Things I have already done:

- Been to Germany, France, Austria, Australia, Spain, Hawaii, St. Martin, and Korea. (wow... lucky me!)
- Did the 2001 Jimmy Carter Habitat for Humanity Work Project in Paju City in South Korea.
- Have a good marriage to a man who is worthy of my respect.
- Learned how to quilt.
- Learned how to knit.
- Learned how to decorate cakes.
- Graduated from college with a Bachelors Degree (I was a HS dropout, so this was a big one for me!)
- Learned how to make stained glass windows.
- Found a furry friend who loves me to pieces. :wub:


----------



## Nikki's Mom (Feb 13, 2008)

Oh yeah, lose weight. That's perpetually on my list, lol.


----------



## missiek (Jan 2, 2010)

Its so cool to see all of your lists! I am only 31 so (God willing) I have awhile to complete my list! 

~Go to Alaska (no cruise though I get sea sick lol)
~sky dive with my hubby
~own a horse 
~go to college and eventually get a degree in something (lol I don't know what I want to be when I grow up!) 
~go to Australia
~raise my kids to be Godly women and man.
~Finish my 2 show malts

I have already:
~Been to Europe twice (thanks to being married to an Army man) Germany, The Netherlands, Poland, The Czech Republic, France, Austria, and Denmark.
~Married the best man on EARTH, my soul mate
~learned to sew, knit, crochet, bake, cook, garden.


----------



## uniquelovdolce (Mar 10, 2010)

love this thread.. 

some things on my to do list :
skydive ( hopefully this summer)
write a poetry book or a novel 
go back to school and get my bachelors
scuba dive
swim with the dolphins
go to hawaii, jamaica,aruba 
learn how to braid hair
own my dream house ( so i can have a nice yard and get more fluffs)
this is a must as i am 35 - GET MY DRIVERS LICENSE
would love to go to greece
get married:blush: hopefully my and my bf of three yrs can overcome many things n finally tie the knot ( ive hesitated) 
would love to be able to go to the moon if it was open to the public ( that was my moms dream) 
and last but not least i want to continue to raise my kids and see them be accomplished and happy adults.

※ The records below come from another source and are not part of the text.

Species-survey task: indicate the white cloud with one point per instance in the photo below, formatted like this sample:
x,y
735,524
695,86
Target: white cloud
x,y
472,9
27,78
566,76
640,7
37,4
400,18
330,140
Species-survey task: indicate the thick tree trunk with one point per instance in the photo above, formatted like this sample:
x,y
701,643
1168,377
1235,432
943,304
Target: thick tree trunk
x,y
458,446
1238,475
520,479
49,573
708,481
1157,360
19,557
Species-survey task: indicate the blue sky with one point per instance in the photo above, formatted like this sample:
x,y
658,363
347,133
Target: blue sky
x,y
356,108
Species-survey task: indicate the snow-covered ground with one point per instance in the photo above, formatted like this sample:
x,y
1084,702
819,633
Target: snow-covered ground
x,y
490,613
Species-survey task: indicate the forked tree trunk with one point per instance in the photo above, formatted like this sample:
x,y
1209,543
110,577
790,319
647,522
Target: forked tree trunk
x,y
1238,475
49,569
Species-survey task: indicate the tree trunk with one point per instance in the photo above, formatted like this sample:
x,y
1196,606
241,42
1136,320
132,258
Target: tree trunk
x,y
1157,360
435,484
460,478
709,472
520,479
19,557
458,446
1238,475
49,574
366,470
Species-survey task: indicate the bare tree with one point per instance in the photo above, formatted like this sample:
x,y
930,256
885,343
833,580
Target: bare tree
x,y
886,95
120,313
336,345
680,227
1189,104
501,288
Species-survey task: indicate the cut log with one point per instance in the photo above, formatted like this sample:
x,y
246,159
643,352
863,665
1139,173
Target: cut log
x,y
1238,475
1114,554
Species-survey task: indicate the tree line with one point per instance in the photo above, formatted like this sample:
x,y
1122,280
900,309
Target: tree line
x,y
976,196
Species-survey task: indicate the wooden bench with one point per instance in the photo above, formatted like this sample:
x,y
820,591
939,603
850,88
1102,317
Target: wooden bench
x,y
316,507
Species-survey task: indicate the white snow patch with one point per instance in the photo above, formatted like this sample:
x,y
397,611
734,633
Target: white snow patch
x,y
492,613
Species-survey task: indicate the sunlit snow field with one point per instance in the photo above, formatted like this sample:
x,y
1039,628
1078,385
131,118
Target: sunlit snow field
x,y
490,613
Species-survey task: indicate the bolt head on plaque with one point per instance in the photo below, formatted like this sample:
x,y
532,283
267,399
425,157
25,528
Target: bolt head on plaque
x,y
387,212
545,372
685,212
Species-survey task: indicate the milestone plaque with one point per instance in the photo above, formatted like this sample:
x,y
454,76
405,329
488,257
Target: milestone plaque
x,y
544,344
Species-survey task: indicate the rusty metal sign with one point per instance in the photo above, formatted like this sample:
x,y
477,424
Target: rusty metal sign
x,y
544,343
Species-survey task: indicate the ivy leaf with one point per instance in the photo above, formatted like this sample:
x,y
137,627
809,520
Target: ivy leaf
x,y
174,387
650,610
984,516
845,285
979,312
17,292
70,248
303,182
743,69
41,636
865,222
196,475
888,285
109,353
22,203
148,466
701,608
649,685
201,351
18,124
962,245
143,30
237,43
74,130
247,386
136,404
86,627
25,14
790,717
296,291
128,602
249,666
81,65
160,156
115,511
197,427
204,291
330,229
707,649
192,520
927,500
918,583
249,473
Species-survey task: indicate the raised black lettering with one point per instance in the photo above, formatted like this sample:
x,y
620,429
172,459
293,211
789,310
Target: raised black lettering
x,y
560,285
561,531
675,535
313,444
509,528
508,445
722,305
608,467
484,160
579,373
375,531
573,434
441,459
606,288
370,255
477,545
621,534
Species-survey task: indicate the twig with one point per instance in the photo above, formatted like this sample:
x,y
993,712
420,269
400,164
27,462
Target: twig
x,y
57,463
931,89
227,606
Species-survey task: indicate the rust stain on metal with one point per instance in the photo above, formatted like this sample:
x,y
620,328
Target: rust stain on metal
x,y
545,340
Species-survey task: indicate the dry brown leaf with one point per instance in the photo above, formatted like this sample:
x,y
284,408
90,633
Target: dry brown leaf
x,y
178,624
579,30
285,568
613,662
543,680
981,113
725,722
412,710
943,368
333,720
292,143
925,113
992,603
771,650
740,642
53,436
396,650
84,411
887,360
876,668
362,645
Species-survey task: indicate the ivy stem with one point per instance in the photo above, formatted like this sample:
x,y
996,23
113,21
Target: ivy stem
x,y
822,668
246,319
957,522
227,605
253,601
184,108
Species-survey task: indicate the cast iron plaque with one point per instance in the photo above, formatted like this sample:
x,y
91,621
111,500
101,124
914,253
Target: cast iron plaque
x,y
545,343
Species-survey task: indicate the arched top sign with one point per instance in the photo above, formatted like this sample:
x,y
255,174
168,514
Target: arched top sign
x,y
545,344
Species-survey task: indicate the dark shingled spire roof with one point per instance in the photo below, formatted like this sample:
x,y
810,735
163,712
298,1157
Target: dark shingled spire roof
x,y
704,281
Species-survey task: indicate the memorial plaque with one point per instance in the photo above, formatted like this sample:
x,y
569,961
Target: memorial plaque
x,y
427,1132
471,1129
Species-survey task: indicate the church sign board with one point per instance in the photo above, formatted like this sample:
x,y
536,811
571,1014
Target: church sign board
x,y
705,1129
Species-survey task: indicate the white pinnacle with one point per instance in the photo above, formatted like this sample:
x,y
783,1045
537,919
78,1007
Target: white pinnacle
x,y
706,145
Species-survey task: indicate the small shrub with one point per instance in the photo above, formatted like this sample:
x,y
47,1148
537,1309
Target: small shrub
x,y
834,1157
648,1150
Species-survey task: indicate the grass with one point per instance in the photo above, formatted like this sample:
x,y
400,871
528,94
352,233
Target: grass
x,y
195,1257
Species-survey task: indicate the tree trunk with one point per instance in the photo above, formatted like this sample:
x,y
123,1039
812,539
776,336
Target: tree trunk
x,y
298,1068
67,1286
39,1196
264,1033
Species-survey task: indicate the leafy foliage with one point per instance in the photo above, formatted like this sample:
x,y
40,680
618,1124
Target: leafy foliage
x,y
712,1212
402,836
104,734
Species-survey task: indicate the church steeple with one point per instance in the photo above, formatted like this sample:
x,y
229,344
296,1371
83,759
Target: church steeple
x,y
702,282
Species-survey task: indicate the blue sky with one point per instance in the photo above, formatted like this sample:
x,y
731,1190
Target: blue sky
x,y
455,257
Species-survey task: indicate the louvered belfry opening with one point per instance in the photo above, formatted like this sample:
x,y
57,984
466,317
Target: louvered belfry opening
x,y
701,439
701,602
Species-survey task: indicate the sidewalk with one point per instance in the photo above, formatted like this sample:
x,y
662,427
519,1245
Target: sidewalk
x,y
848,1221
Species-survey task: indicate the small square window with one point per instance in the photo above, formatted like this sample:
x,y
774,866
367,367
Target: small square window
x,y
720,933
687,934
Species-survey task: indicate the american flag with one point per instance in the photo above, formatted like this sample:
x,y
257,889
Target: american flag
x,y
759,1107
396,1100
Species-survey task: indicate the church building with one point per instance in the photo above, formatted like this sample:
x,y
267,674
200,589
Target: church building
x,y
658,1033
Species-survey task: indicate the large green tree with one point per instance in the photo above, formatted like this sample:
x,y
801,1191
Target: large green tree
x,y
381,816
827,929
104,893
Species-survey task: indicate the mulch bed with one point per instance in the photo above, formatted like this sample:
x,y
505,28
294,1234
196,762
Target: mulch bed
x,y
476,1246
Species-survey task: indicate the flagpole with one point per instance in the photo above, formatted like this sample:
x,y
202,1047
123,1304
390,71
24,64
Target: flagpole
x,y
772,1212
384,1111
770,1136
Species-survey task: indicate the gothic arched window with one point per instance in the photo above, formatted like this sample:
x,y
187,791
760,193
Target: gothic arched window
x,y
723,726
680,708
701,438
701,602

these are the ones i have on the top of my head , loved this thread


----------



## MaryH (Mar 7, 2006)

To Do List:
Own a year round beachfront, lakefront or riverfront get away home with enough land that I feel alone, but close enough to civilization that I can find a good grocery store, a quilt shop, a yarn shop, a book store and a nice local cafe/coffee shop.

Already Done List:
All the traveling I've ever wanted to do ... Europe, Africa, American West
Skiing all my favorite places in Europe and North America
Hiking, back country camping (on foot and on horseback), whitewater rafting, parasailing, rockclimbing


----------



## jmm (Nov 23, 2004)

Already did the skydiving (one of my favorite things to do) and last summer swam with dolphins...so for everyone who wants to do it, I highly recommend both LOL
Another one you animal lovers might like is holding and feeding a baby tiger! That was pretty amazing.


----------



## wolfieinthehouse (Dec 14, 2007)

LOLOL

Me

go to Finland and see the Northern Lights there (Maglily.....I know how alluring they are and they have been on my list for years)
go to Nashville Tennessee and see the sights
learn HTML (LOL)
sing for money (I sing for free now)


----------



## uniquelovdolce (Mar 10, 2010)

jmm said:


> Already did the skydiving (one of my favorite things to do) and last summer swam with dolphins...so for everyone who wants to do it, I highly recommend both LOL
> Another one you animal lovers might like is holding and feeding a baby tiger! That was pretty amazing.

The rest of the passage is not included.